KSE/ia64 broken

Fri Nov 21 08:26:17 PST 2003

On Fri, Nov 21, 2003 at 08:33:31PM +0800, David Xu wrote:
> >
> >Ok. More pieces of the puzzle. If I apply the attached patch (against
> >clean sources), I get the following:
> >
> >itanium% ./foo.bad
> >XXX:_thr_alloc: thread=200000000008a000, tcb=2000000000085000
> >XXX:_thr_alloc: thread=2000000000090000, tcb=2000000000090000
> >
> >The second _thr_alloc() is screwed up, in that malloc() returns
> >the same pointer twice. Hence thread->tcb points to thread itself
> >and we're clobbering our thread structure. 
> >
> I saw the same result.
> 
> >Since thr_spinlock.c
> >affects the locking of malloc(), we may have a race condition.
> >Note that forcing an upcall (by adding a _thread_printf() in the
> >code stream) seems to fix it. Does the UTS call malloc when first
> >invoked?
> >
> No, we never call malloc in such case.  I suspect we do not
> fully restore thread's context. In kernel, I pass zero as third
> parameter to get_mcontext(), is it enough for ia64 ?

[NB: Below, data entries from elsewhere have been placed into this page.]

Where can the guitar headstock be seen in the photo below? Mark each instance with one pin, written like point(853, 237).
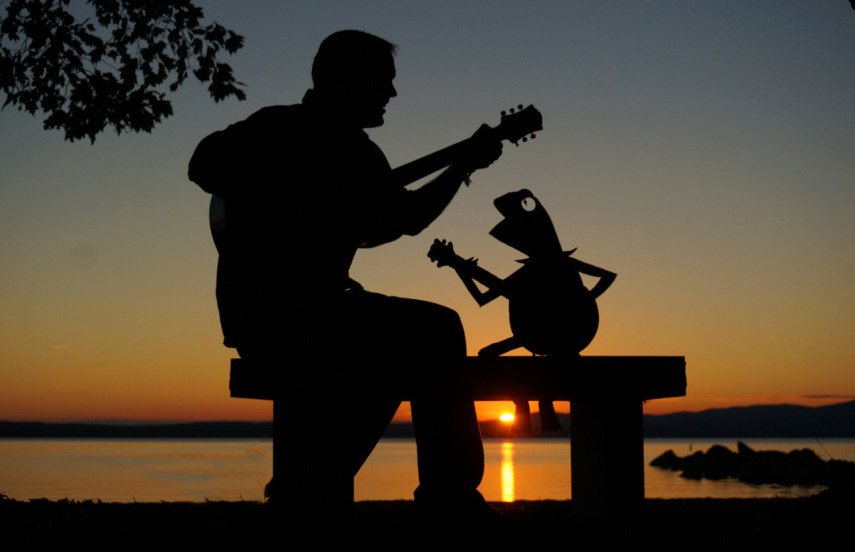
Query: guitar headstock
point(442, 253)
point(519, 124)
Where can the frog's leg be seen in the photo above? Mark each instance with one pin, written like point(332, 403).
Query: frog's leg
point(548, 417)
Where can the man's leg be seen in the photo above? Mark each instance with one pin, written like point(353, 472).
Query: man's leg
point(418, 346)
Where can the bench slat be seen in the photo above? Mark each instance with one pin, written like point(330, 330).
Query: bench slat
point(530, 377)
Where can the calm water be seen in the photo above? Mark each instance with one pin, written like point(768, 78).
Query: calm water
point(196, 470)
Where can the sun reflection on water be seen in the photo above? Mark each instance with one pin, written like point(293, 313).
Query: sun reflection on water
point(508, 493)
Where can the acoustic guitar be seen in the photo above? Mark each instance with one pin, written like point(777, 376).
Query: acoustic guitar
point(517, 124)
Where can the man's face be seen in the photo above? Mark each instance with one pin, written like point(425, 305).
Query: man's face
point(369, 91)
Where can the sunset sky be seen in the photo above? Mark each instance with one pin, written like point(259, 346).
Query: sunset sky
point(702, 150)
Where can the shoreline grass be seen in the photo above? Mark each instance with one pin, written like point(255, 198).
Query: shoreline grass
point(819, 522)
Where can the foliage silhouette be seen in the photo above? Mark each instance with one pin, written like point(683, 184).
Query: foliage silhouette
point(109, 69)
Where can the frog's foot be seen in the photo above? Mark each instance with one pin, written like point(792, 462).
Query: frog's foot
point(500, 348)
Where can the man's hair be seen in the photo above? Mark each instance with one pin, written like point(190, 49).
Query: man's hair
point(343, 52)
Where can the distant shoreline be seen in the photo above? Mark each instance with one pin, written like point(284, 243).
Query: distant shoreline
point(766, 421)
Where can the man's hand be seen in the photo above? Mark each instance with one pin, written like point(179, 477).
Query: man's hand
point(483, 149)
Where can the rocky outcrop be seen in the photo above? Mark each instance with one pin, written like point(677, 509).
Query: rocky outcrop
point(798, 467)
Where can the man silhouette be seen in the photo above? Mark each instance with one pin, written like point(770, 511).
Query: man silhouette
point(305, 188)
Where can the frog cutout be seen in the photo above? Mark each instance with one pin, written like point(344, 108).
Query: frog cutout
point(551, 311)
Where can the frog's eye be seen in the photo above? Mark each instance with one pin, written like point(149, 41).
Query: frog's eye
point(528, 204)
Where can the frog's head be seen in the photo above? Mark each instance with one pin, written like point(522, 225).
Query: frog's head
point(526, 226)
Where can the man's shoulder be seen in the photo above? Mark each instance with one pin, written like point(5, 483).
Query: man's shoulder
point(278, 114)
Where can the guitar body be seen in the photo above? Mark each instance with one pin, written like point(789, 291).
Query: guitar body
point(550, 311)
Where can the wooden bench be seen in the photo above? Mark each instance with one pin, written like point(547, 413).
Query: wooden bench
point(606, 419)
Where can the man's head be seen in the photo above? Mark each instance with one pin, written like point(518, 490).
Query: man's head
point(353, 73)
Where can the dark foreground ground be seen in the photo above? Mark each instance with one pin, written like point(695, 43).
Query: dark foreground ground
point(822, 522)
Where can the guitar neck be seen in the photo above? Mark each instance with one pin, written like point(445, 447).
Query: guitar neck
point(514, 126)
point(472, 270)
point(429, 164)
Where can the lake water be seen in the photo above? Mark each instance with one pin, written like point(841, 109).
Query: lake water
point(198, 470)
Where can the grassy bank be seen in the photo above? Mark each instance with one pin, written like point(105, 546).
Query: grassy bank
point(823, 522)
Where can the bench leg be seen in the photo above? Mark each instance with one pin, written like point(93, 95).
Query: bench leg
point(607, 458)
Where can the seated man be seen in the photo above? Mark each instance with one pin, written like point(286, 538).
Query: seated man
point(304, 188)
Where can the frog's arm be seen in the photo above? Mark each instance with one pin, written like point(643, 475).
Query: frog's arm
point(469, 272)
point(606, 277)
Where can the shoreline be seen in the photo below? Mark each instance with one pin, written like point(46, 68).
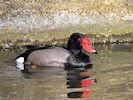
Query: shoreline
point(22, 40)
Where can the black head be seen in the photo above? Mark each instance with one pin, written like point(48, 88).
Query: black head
point(78, 41)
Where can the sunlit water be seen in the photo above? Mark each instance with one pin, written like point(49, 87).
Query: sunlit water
point(112, 68)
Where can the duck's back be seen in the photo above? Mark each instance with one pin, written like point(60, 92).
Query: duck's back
point(55, 56)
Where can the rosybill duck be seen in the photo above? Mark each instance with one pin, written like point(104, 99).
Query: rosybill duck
point(72, 55)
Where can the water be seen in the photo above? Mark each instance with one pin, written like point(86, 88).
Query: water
point(112, 68)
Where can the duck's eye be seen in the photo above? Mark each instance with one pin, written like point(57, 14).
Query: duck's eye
point(79, 39)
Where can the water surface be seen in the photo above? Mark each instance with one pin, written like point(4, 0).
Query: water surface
point(112, 68)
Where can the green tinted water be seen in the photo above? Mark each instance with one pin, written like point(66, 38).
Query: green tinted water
point(112, 68)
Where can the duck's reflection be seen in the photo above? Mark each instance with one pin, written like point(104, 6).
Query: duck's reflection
point(79, 78)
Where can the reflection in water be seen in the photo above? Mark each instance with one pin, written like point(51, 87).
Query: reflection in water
point(112, 67)
point(79, 78)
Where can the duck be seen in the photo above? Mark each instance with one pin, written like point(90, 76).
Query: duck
point(71, 55)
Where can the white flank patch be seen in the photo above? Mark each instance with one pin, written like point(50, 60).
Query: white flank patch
point(20, 63)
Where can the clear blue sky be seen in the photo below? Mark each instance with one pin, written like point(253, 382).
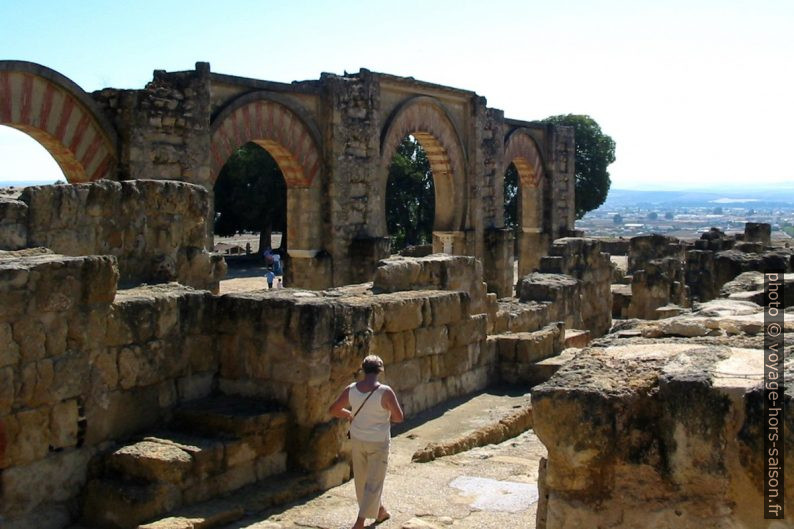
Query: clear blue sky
point(695, 93)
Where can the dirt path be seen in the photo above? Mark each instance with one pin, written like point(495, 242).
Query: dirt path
point(490, 487)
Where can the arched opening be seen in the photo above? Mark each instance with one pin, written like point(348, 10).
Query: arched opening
point(250, 196)
point(25, 161)
point(292, 142)
point(61, 117)
point(427, 122)
point(410, 197)
point(523, 199)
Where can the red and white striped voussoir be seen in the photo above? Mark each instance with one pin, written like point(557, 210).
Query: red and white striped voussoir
point(275, 128)
point(58, 120)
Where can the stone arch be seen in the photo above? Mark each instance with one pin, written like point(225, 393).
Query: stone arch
point(62, 117)
point(292, 139)
point(522, 151)
point(426, 119)
point(275, 125)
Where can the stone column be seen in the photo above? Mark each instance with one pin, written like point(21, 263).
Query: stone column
point(449, 242)
point(308, 268)
point(499, 261)
point(530, 250)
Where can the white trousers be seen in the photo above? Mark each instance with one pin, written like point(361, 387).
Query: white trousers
point(369, 471)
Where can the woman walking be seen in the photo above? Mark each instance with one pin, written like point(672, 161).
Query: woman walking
point(373, 407)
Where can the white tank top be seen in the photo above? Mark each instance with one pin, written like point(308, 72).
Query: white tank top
point(372, 422)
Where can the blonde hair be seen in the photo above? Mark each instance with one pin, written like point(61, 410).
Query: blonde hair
point(372, 364)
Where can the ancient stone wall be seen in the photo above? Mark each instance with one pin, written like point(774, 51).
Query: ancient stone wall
point(155, 229)
point(164, 127)
point(663, 435)
point(659, 283)
point(645, 248)
point(333, 139)
point(583, 260)
point(86, 367)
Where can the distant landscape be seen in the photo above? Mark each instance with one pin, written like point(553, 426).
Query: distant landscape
point(687, 213)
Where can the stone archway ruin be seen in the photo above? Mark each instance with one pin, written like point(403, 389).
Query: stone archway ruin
point(59, 115)
point(333, 139)
point(426, 120)
point(521, 151)
point(293, 142)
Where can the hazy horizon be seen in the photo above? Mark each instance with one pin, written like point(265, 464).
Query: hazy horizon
point(694, 91)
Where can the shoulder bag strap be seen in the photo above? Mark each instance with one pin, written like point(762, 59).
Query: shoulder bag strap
point(365, 400)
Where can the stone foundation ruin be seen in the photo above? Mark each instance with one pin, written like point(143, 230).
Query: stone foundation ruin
point(129, 389)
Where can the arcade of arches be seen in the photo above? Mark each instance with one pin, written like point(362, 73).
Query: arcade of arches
point(333, 140)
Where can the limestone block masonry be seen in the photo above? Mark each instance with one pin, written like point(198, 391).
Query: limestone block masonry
point(155, 229)
point(90, 376)
point(333, 139)
point(662, 435)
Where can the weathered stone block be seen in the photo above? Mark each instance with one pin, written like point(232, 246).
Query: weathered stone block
point(28, 434)
point(151, 461)
point(401, 313)
point(431, 340)
point(64, 419)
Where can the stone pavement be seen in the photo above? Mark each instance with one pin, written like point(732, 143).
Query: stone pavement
point(494, 486)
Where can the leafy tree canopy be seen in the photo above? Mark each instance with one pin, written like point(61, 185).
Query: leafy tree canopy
point(410, 197)
point(594, 152)
point(250, 194)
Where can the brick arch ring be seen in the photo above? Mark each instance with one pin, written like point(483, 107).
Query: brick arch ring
point(62, 117)
point(427, 120)
point(522, 151)
point(275, 124)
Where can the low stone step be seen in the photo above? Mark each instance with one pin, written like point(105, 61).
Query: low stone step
point(279, 490)
point(243, 442)
point(229, 415)
point(540, 372)
point(117, 504)
point(577, 338)
point(515, 316)
point(520, 352)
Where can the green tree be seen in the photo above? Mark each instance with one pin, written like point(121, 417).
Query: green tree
point(410, 196)
point(511, 197)
point(594, 152)
point(251, 195)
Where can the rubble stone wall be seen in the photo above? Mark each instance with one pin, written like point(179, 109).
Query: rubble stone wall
point(156, 230)
point(659, 283)
point(645, 248)
point(84, 367)
point(583, 260)
point(334, 138)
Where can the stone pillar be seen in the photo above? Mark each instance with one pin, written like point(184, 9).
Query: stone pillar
point(499, 262)
point(310, 269)
point(530, 250)
point(562, 168)
point(449, 242)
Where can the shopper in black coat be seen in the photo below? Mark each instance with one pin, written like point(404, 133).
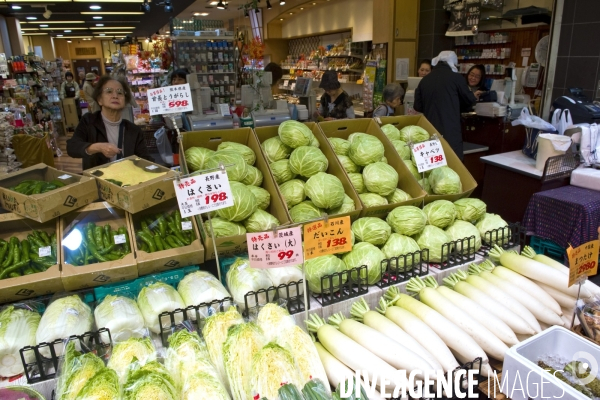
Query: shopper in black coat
point(103, 136)
point(441, 96)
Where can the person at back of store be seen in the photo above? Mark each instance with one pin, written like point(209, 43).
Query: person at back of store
point(442, 95)
point(392, 97)
point(104, 136)
point(335, 102)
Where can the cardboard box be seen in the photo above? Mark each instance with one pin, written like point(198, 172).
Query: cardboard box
point(34, 285)
point(343, 128)
point(137, 197)
point(228, 246)
point(334, 168)
point(88, 276)
point(150, 263)
point(468, 182)
point(77, 192)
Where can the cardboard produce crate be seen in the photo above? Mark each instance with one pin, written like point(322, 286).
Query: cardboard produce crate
point(227, 246)
point(150, 263)
point(34, 285)
point(334, 168)
point(343, 128)
point(77, 192)
point(138, 197)
point(468, 182)
point(80, 277)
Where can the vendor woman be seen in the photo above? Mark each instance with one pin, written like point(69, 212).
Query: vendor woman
point(103, 136)
point(335, 102)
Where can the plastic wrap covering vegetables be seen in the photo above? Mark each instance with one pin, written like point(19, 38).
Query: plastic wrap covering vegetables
point(31, 186)
point(163, 232)
point(89, 244)
point(22, 257)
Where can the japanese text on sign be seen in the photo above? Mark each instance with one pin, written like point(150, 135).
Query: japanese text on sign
point(331, 237)
point(583, 261)
point(429, 155)
point(203, 193)
point(170, 99)
point(271, 249)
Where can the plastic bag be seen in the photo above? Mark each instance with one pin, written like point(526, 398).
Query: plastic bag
point(163, 145)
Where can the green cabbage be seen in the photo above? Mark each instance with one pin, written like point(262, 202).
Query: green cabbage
point(358, 182)
point(260, 221)
point(275, 150)
point(365, 150)
point(17, 330)
point(433, 238)
point(263, 198)
point(243, 342)
point(469, 209)
point(346, 207)
point(304, 211)
point(201, 287)
point(293, 192)
point(372, 230)
point(157, 298)
point(121, 316)
point(407, 220)
point(238, 168)
point(364, 253)
point(372, 200)
point(391, 132)
point(398, 196)
point(253, 177)
point(380, 178)
point(414, 134)
point(224, 228)
point(348, 165)
point(398, 245)
point(318, 267)
point(196, 158)
point(244, 203)
point(295, 134)
point(241, 149)
point(461, 230)
point(444, 180)
point(308, 161)
point(325, 190)
point(440, 213)
point(340, 146)
point(402, 149)
point(124, 354)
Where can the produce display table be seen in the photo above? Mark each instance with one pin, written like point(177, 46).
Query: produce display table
point(567, 215)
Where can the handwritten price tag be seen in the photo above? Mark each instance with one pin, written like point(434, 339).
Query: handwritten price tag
point(275, 249)
point(429, 155)
point(583, 261)
point(331, 237)
point(170, 99)
point(203, 193)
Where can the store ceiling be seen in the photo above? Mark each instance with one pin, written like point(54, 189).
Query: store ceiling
point(115, 18)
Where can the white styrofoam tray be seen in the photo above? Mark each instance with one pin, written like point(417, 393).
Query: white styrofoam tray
point(522, 378)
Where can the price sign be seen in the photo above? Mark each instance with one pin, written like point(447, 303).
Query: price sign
point(429, 155)
point(203, 193)
point(583, 261)
point(275, 249)
point(331, 237)
point(170, 99)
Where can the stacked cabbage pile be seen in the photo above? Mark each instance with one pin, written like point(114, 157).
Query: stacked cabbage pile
point(375, 181)
point(248, 214)
point(299, 168)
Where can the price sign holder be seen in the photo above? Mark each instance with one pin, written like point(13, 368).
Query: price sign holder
point(583, 262)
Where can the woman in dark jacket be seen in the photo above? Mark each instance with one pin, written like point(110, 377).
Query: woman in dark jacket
point(103, 136)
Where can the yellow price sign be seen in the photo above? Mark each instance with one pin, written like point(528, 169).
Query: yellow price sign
point(327, 237)
point(583, 260)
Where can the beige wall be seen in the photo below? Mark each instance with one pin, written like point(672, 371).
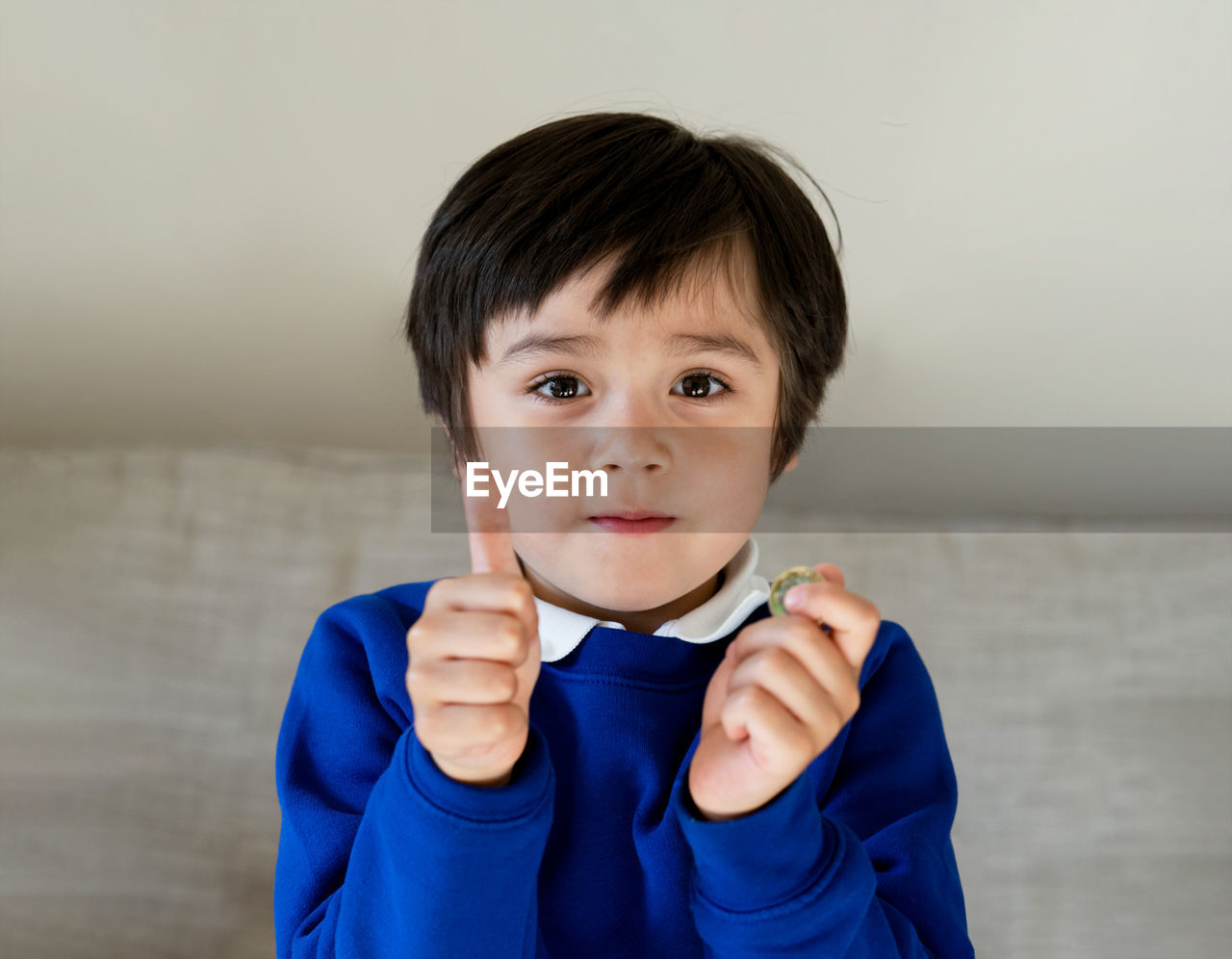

Yes. The context is asynchronous. We save and restore all scratch
registers, including the high FP registers. Note that an incorrect
context restoration would very likely not have such a clean failure
mode.

The thing that bugs me is that if you add a _thread_printf() just
prior to the call to _thr_alloc(), you trigger an upcall. That
seems to make all the difference. It's like having to avoid that
the UTS gets its first upcall with a spinlock held. What also
bugs me is that the second malloc happily returns the same address
as the malloc immediately prior to it. There's no indication of
corruption. It's like the first malloc never happened or that the
memory got freed in between. If you look at it from a more context
oriented point of view; it's like the second malloc is returning
the results of the first malloc as if the context of the first
(assuming it got saved) is restored by the second. This could mean
that if the context switching is normal, that we missed saving a
context and we're restoring a stale context.

Anyway: upcalls play a key role.

BTW: Maybe an interesting experiment is to disable upcalls on
page faults on i386 and see if that makes a difference. We do
not have upcalls for page faults on ia64. There may be an upcall
on i386 that we do not get on ia64...

-- 
 Marcel Moolenaar	  USPA: A-39004		 marcel at xcllnt.net